78-letni gliwiczanin zgubił w Wiśle aparat słuchowy.
Policja postanowiła odnaleźć właściciela. Do zdarzenia doszło w ubiegłą niedzielę. Do wiślańskiego komisariatu zgłosił się 32-letni mieszkaniec Gliwic, który przechadzając się ulicą Bukową w Wiśle, znalazł na chodniku maleńki aparat słuchowy. Postanowił go przynieść do komisariatu na wypadek gdyby zgłosił się jego właściciel. Jednakże przez najbliższe dni nikt nie przychodził po zgubę. Oficer dyżurny, aspirant sztabowy Ilona Oleszczuk, postanowiła dowiedzieć się czegoś więcej na temat tego urządzenia, które z zewnątrz nie posiadało żadnych cech identyfikacyjnych oprócz nazwy producenta.
Zdemontowała mikroskopijną obudowę. Okazało się, że urządzenie w środku, pod maleńką baterią, posiada jeszcze mniejszy, ledwo widoczny, numer seryjny.
Niezwłocznie wysłała e-maila do producenta aparatu z Poznania, z prośbą o ustalenie jego właściciela. Po kilku godzinach policjantka otrzymała odpowiedź od firmy, że przekazano sprawę do punktu protetycznego w Katowicach, który zamówił to urządzenie.
Tam z kolei, na drugi dzień, w archiwum odnaleziono właściciela, który zakupił aparat. Prezes tej firmy skontaktował się ze swoim pacjentem mieszkającym w Gliwicach, przekazując mu informacje o znalezieniu aparatu w Wiśle.

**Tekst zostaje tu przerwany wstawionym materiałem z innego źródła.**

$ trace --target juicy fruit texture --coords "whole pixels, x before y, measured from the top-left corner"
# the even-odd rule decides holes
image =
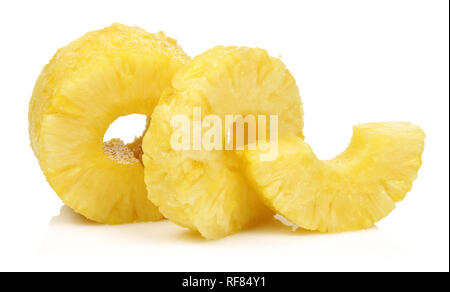
[[[60,49],[44,67],[30,102],[31,146],[66,205],[108,224],[162,218],[147,199],[141,139],[103,137],[120,116],[150,116],[189,61],[163,33],[114,24]]]
[[[185,115],[192,121],[194,107],[222,120],[227,114],[279,115],[280,133],[301,136],[302,105],[295,80],[279,59],[238,47],[197,56],[161,97],[143,141],[149,198],[166,218],[216,239],[272,212],[245,179],[234,151],[171,148],[171,119]]]
[[[275,161],[243,155],[246,173],[271,208],[300,227],[357,230],[387,216],[410,191],[421,166],[424,132],[410,123],[354,127],[341,155],[321,161],[302,139],[280,138]]]

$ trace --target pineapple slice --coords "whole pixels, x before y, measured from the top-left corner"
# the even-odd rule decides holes
[[[321,232],[372,226],[403,200],[421,166],[424,132],[410,123],[354,127],[341,155],[321,161],[297,137],[283,137],[278,158],[245,151],[246,173],[275,212]],[[241,153],[242,154],[242,153]]]
[[[280,133],[301,136],[302,105],[295,80],[279,59],[243,47],[219,46],[197,56],[161,97],[143,141],[149,198],[166,218],[217,239],[272,212],[245,179],[234,151],[171,147],[172,118],[194,121],[194,108],[222,121],[229,114],[279,115]],[[222,145],[231,128],[223,130]]]
[[[162,218],[147,199],[141,139],[103,143],[120,116],[150,116],[189,57],[163,33],[120,24],[60,49],[37,80],[31,146],[50,185],[77,213],[100,223]]]

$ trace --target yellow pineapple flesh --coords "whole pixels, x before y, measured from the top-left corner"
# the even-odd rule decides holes
[[[35,85],[31,146],[63,202],[108,224],[162,218],[147,199],[141,139],[103,143],[121,116],[150,116],[173,75],[190,61],[163,33],[113,24],[58,50]]]
[[[265,203],[298,226],[358,230],[387,216],[410,191],[421,166],[424,132],[410,123],[354,127],[349,147],[321,161],[302,139],[283,136],[274,161],[243,154],[246,174]]]
[[[222,120],[228,114],[278,115],[280,133],[301,136],[302,105],[279,59],[242,47],[216,47],[197,56],[163,94],[143,141],[149,198],[166,218],[216,239],[272,212],[245,179],[234,151],[172,149],[171,119],[183,115],[193,121],[195,107],[202,116]]]

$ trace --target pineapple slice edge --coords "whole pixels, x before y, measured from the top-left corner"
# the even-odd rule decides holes
[[[217,239],[256,225],[273,213],[245,179],[231,151],[174,151],[170,119],[182,114],[279,114],[281,132],[300,135],[303,110],[284,64],[265,50],[218,46],[195,57],[161,97],[144,136],[150,200],[164,217]]]
[[[403,200],[421,167],[425,133],[406,122],[354,127],[347,149],[319,160],[293,136],[280,137],[278,158],[240,153],[246,176],[265,204],[308,230],[344,232],[373,226]]]
[[[121,24],[57,51],[33,90],[29,133],[47,181],[66,205],[99,223],[162,218],[147,199],[140,139],[125,145],[103,137],[120,116],[150,116],[188,62],[163,33]]]

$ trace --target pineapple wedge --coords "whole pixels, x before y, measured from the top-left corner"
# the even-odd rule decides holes
[[[279,115],[280,133],[301,136],[302,104],[294,78],[279,59],[243,47],[219,46],[197,56],[161,97],[143,141],[149,198],[166,218],[217,239],[272,212],[245,179],[234,151],[171,147],[172,118],[193,121],[194,108],[222,121],[228,114]]]
[[[410,191],[421,166],[424,132],[410,123],[354,127],[341,155],[321,161],[302,139],[285,136],[278,158],[240,153],[265,203],[300,227],[341,232],[372,226]]]
[[[48,182],[75,212],[120,224],[162,218],[147,199],[141,139],[103,143],[120,116],[150,116],[190,58],[163,33],[120,24],[60,49],[29,107],[31,147]]]

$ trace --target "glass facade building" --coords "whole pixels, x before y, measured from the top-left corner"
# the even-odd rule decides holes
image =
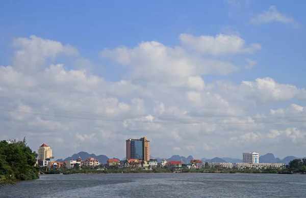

W miniony piątek 78-letni gliwiczanin osobiście odebrał zgubę. Nie krył swojej radości i miłego zaskoczenia z zaistniałej sytuacji. Komendantowi przekazał swoje uznanie, że policja nawet w tak małej i błahej sprawie nie pozostaje obojętna.
…Brawo dla Pani aspirant Ilony 🙂 W policji powinny pracowac same kobiety…:))
Co znaczy chcieć i być dobrym człowiekiem ,brawo dla pani Ilony!!